All candidates took pre- and posttest multiple choice questions of the subject material at the beginning and end of course at the course location. Both pre- and posttests were multiple choice examinations of VOR, Movement, Head Turns, Head Tremor, Neurodegeneration, Inferior Olivary Complex, Collateral Projections, Eye Movement Training, Visual Saccades, Head Saccades, Visual Impairment, Walking Speed, Neuroprotection, Autophagy, Hyperkinetic Movement, Eye and Head Stability, Oscilllatory Head Movements, Gaze Stability, Leaky Neural Integrator, Cervical Dystonia, INC and Head Tilts, Visual Pursuits, Optokinetic Stimulation, and Vestibular Rehabilitation.

Our scholars gained exposure to educational material outside of the class and then used the class time to assimilate the knowledge through problem-solving exercises and discussions. They were able to hyperlink to their flipped classroom and the presentations and interaction were supported by a previous learning experience gained in the flipped classroom. Sessions were given in the classroom and in the online classroom synchronously using the Adobe Connect e-learning platform. Subjects randomized to the online classroom attended the sessions in a location of their choice and viewed the sessions on the Internet. The traditional classroom and synchronous online classroom did not review the course presentation or offer an on-demand learning paradigm. The educational experience was limited to their attendance in the two group classes. Two sample unpaired t tests with equal variances were calculated for all pretests and posttests for all groups and were controlled to include gender differences. Effect sizes were calculated using Cohen’s d analysis. The internal consistency of the study was estimated across repeated measures, and the sources of variance affecting the measurement were analyzed.

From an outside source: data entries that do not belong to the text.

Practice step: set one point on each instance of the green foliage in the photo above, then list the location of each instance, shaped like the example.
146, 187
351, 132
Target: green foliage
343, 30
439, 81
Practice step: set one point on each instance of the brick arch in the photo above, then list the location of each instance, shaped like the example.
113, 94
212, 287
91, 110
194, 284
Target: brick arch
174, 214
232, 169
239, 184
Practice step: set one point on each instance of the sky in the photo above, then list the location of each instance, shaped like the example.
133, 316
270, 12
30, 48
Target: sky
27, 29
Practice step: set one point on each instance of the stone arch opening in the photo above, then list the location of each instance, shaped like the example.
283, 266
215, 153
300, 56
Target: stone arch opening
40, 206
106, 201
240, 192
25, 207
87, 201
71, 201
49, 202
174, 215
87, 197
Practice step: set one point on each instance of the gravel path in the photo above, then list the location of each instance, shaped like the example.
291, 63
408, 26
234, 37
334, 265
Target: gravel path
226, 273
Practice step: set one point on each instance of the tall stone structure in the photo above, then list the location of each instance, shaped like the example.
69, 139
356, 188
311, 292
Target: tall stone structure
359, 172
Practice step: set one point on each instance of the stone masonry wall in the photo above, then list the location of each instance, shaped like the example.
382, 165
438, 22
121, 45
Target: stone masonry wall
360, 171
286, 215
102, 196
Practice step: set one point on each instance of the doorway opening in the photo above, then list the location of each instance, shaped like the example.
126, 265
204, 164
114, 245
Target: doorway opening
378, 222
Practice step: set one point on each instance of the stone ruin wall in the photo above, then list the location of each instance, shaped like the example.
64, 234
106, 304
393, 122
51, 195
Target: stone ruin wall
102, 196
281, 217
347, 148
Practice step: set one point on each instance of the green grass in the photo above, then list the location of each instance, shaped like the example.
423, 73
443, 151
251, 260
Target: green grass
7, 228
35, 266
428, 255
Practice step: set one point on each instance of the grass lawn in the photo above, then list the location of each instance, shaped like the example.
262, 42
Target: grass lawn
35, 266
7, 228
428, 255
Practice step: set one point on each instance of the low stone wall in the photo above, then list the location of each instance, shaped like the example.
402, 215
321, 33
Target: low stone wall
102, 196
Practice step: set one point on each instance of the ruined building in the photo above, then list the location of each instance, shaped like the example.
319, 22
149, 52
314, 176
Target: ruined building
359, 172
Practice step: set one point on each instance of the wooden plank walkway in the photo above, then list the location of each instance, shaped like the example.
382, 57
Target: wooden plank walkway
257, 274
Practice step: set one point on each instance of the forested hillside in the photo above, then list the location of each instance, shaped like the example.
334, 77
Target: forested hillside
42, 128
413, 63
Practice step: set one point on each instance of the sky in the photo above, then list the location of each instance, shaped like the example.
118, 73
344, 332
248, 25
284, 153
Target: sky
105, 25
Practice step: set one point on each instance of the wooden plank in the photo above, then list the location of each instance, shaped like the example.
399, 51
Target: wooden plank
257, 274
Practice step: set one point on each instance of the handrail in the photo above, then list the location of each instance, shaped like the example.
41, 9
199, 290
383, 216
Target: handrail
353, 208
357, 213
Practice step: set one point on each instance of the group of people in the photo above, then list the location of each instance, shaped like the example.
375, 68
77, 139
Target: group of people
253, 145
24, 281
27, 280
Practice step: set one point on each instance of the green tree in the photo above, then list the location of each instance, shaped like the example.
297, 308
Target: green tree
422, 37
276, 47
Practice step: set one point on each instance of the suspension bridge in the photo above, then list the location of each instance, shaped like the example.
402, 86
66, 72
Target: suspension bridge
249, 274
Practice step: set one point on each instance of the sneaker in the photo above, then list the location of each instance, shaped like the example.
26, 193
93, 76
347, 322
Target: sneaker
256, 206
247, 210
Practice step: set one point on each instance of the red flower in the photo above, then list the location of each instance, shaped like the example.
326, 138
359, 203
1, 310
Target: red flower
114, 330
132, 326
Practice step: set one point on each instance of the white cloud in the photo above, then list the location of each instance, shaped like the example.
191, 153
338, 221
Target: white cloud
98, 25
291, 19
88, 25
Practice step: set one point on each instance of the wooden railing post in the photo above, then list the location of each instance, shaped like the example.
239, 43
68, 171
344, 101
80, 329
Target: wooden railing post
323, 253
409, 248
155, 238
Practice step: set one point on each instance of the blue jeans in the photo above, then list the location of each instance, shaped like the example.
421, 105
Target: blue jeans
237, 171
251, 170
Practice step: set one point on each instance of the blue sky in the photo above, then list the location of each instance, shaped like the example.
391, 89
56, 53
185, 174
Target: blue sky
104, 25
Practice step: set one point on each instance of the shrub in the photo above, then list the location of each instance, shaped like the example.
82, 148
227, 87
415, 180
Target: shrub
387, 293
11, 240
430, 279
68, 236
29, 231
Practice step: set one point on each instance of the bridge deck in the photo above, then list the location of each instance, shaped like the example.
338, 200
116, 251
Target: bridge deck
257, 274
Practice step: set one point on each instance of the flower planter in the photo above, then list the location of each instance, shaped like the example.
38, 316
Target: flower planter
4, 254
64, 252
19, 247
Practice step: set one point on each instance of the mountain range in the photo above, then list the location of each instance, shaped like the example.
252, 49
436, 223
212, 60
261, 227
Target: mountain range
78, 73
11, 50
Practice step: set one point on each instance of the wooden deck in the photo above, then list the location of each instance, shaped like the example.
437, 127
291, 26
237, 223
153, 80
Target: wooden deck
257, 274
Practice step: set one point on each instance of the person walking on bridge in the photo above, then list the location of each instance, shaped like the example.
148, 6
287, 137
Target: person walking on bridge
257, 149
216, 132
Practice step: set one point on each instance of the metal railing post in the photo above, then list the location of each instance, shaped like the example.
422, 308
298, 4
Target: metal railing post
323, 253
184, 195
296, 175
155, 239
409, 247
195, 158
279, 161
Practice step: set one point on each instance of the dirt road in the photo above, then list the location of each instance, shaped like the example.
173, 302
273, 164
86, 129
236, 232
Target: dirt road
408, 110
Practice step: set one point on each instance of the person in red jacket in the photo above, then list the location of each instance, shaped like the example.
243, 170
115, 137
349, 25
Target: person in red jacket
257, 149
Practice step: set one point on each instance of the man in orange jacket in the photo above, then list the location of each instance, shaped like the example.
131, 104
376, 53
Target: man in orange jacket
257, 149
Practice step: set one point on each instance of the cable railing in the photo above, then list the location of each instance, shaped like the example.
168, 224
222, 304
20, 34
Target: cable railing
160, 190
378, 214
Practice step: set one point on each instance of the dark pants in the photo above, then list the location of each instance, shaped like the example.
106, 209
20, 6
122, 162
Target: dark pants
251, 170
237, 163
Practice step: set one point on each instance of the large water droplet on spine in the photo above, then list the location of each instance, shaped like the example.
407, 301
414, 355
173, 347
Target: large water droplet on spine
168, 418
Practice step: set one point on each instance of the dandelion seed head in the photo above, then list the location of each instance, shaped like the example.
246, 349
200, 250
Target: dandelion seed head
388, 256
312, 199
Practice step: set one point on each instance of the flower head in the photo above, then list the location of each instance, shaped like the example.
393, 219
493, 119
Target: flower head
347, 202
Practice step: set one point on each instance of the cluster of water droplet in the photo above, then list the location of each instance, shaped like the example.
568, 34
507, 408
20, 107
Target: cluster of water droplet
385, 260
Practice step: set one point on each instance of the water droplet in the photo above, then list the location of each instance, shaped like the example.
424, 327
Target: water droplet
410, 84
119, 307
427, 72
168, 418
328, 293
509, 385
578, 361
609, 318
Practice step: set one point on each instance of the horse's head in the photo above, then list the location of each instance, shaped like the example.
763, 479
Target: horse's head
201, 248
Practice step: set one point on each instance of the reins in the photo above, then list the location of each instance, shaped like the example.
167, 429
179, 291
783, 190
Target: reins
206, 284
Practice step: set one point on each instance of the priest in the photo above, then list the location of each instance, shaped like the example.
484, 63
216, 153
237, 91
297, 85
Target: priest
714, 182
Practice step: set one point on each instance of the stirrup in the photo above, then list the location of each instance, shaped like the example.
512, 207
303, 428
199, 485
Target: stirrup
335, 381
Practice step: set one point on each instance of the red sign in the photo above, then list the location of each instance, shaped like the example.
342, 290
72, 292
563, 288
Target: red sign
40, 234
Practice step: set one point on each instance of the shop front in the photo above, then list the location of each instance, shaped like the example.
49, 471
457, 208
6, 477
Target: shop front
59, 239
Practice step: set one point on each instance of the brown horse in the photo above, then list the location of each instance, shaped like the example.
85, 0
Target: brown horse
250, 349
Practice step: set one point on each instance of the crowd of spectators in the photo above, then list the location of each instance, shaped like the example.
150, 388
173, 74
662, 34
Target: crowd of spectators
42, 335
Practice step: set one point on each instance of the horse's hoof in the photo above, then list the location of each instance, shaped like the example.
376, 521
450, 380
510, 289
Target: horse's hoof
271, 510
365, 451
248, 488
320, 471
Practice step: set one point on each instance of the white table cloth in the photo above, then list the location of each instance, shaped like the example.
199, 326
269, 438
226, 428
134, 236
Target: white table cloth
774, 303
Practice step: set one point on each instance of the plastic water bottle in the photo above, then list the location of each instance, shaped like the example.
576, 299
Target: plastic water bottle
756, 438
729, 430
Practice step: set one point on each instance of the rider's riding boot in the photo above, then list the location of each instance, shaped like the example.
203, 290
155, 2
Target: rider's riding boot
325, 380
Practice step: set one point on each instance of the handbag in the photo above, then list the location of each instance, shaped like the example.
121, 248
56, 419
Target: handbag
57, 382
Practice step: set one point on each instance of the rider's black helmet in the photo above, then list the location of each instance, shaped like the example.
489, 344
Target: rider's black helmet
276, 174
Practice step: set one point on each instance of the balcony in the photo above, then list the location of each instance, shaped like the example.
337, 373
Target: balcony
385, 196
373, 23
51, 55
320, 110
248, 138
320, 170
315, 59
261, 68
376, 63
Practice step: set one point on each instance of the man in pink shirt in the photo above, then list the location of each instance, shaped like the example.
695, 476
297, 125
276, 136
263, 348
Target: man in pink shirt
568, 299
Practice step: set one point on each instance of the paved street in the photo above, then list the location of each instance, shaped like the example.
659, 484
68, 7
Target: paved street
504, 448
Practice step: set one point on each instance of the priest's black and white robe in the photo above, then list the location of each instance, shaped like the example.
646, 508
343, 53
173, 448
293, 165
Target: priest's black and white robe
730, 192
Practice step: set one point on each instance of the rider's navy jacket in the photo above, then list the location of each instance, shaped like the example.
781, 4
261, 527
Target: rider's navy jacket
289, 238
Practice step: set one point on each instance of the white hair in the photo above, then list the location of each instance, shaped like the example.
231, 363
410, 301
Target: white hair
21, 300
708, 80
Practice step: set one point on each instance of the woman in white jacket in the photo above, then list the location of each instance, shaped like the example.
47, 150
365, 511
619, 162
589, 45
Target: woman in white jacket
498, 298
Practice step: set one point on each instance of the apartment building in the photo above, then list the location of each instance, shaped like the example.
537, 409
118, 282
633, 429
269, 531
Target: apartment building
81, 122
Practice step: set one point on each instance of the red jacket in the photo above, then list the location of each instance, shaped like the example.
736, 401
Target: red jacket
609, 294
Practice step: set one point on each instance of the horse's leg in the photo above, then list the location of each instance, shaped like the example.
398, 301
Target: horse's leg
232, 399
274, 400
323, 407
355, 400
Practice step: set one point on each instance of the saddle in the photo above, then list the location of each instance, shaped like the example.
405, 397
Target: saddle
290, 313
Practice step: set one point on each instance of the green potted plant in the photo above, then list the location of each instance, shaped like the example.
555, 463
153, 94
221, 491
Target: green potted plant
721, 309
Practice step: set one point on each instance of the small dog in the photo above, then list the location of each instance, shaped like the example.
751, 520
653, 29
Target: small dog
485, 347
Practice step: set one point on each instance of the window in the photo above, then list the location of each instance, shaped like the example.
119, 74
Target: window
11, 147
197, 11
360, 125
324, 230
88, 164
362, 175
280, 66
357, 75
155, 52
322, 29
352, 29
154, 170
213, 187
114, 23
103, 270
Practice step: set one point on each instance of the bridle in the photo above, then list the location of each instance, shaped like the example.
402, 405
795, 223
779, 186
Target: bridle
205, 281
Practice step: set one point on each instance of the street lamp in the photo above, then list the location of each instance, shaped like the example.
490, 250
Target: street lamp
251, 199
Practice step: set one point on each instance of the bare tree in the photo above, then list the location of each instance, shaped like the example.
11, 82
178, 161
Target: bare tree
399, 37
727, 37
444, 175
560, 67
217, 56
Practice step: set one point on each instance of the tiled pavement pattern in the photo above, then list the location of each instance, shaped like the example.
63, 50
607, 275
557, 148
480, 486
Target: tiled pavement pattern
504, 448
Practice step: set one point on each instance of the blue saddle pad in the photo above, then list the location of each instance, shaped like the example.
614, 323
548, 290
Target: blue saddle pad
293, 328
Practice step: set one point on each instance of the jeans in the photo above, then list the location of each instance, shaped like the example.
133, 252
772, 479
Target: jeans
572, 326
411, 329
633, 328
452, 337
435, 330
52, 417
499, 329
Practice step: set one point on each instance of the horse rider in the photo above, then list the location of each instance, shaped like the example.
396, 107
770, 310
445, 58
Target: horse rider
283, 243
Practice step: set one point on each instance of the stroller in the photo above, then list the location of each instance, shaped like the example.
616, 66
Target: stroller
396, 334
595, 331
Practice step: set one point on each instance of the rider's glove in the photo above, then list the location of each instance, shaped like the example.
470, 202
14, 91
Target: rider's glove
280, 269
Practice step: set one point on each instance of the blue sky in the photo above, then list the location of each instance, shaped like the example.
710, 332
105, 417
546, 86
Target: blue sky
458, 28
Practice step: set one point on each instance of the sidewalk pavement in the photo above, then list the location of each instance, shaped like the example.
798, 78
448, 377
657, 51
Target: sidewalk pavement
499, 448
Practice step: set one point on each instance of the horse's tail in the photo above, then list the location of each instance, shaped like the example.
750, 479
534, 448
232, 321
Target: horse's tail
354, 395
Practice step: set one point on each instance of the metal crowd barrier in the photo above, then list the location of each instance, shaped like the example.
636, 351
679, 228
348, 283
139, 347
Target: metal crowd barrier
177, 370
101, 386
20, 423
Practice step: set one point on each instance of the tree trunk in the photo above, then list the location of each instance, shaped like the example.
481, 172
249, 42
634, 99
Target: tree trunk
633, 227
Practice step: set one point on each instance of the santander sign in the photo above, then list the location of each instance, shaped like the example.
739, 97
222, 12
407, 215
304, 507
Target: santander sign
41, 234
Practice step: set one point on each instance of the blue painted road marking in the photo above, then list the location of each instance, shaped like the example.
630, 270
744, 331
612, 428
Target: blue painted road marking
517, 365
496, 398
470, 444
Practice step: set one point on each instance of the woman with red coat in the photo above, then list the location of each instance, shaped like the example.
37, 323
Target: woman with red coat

Data Analysis and Statistics

We estimated sample sizes for a two-sample means test using our previous unpublished pilot study with a traditional classroom performance mean of 86.12, SD ± 5.01 and a controlled online mean performance of 84.20, SD ± 5.27. This revealed a Satterthwaite’s t test assuming unequal variances maintaining an alpha of 0.05 and a power of 80% suggesting a sample size of 274 with 137 subjects per group allowing for a 20% increase to address potential dropouts. Two sample unpaired t tests with equal variances were calculated for pretest and posttest results for all groups and were controlled to include gender differences. Effect sizes were calculated using Cohen’s d analysis. The internal consistency of the study was estimated across repeated measures, and the sources of variance affecting the measurement were analyzed. All analyses were performed using Stata/SE 14.0. For all tests, alpha (α) was set at 0.05.

Ethics Statement

The study was approved by the Carrick Institute: Institutional Review Board HHS #: IRB00006615 FWA: 00022305 (CI #20170222001) and registered at Clinicaltrials.gov. ID:NCT03079349. Participants were not compensated and gave written informed consent before participation. There was equipoise.

Results

There were 274 subjects included in this study with a mean age of 38.5 years with a minimum age of 24 and a maximum age of 64 representing 202 males and 72 females. Our subjects were composed of practicing physicians who desired to learn neuro-otological examination and treatment skills. These learners come from institutions that are globally represented by physicians from the United States, Canada, Australia, New Zealand, France, Spain, Holland, England, Norway, Denmark, Sweden, Spain, Portugal, Egypt, and Israel. A total of 473 scholars applied to the program.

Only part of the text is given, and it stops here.